После стольких веков славы и преступлений, величия и отупения мы попали в ловушку, устроенную нам историей. Мы долго с ней играли. Теперь она играет с нами. Наше имя стало чем-то вроде ярко раскрашенного мяча, а Кокто, Дали, Пикабиа, Морис Сакс и Дюшан принялись пинать его ногами, обнаруживая при этом большой талант, тот самый талант, который был нам так отвратителен на протяжении очень долгих лет.
V. Месть Жан-Кристофа
В одно прекрасное летнее утро 1919 или 1920 года, точно сейчас уже не припомню, во всяком случае вскоре после окончания Первой мировой войны, к станции Руссетт подъехал автомобиль из Плесси-ле-Водрёя, чтобы взять там одного приехавшего на поезде человека. То был один из обязательных персонажей двадцатипятивековой человеческой комедии, наследник Сократа, Рабле, Фенелона, Вольтера, Гёте, стендалевского Жюльена Сореля, «Ученика» Поля Бурже и «Изабеллы» Андре Жида, в общем, это был домашний учитель, невысокого роста молодой человек, жгучий брюнет с черными сверкающими глазами. Родился он в городе По, всего за несколько лет до бракосочетания дяди Поля и тети Габриэль. Он знал немножко латынь, немножко древнегреческий, прочел несколько книжек, был, как пробурчал дедушка, «агреже чего-то там» и довольно плохо одевался. Его нам с одинаковым легкомыслием рекомендовали прекрасная Габи и наставники-иезуиты. Он оказался племянником одного художника из окружения тетушки Габриэль и одновременно бывшим учеником иезуитской школы с Почтовой улицы. Ему суждено было нанести нам непоправимый ущерб. Но я уверен, что, не будь его, то же самое сделал бы кто-нибудь другой.
Дедушка, насколько я помню, не испытывал враждебности по отношению к г-ну Жан-Кристофу Конту. Он встретил его одной из тех слегка обидных шуток, на которые был мастером и из-за которых многие считали его дураком, каковым он вовсе не был. «Дорогой Конт, – сказал дедушка, широко улыбаясь и протягивая руку юноше, – я вижу, вы были прямо созданы для нас! Добро пожаловать в Плесси-ле-Водрёй». Скоро вы поймете, насколько горькой и комичной оказалась идея, будто г-н Конт был прямо создан для нас.
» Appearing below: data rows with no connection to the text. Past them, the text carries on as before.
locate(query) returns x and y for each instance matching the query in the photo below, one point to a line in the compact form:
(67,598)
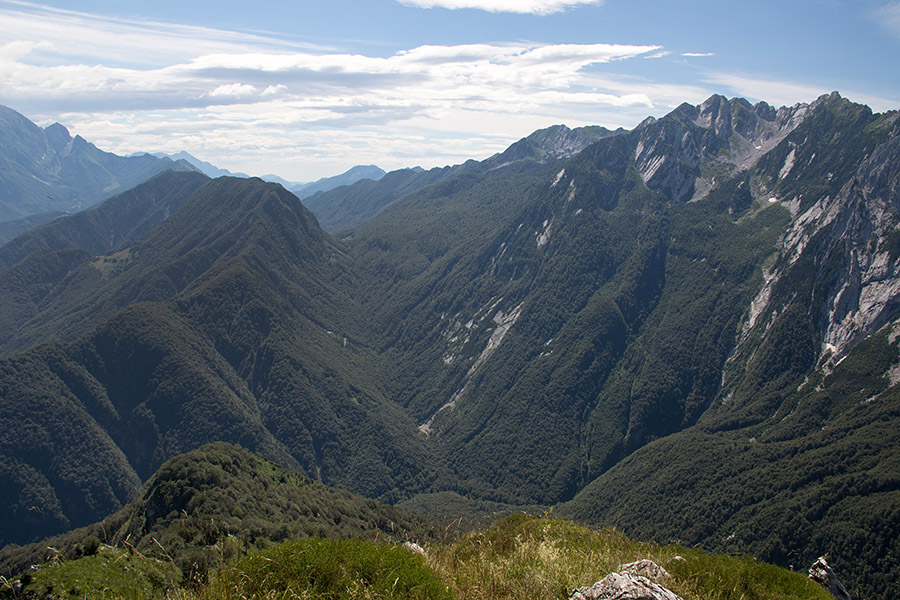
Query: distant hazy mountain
(43,170)
(302,190)
(689,330)
(10,229)
(349,177)
(208,169)
(111,225)
(342,208)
В его услугах нуждались Жак и Клод, два младших сына дяди Поля. Оба приближались к возрасту, когда получают среднее образование, и, несмотря на наше презрительное отношение к обязательному в Республике обучению, эпоха, жестокая эпоха, предписывала им учиться и сдавать экзамен на бакалавра. Долгое время мы разделяли мнение Лабрюйера: «Во Франции надо обладать очень твердым характером и разносторонним умом, чтобы избежать обязательной работы и сидеть дома, ничего не делая». Времена изменились.
Г-ну Конту было поручено заменить собой настоятеля Мушу и аббатов-реакционеров и за два-три решающих года научить нас, как говорилось, уму-разуму. На следующий же день после приезда он облачился в слишком новый коричневый костюм, надел галстук по меньшей мере сомнительного вкуса и приступил к делу. Я до сих пор мысленно вижу его в этом наряде, который вызывал у нас смех, когда мы сидели вместе с ним за обеденным столом. В перерыве между прогулкой на велосипеде и купанием в Сарте, в благочестивой тишине Плесси-ле-Водрёя раздавался его голос, рассказывавший о восстании Спартака, об убийстве Юлия Цезаря, о палочных ударах, полученных Вольтером, и об истории с ожерельем.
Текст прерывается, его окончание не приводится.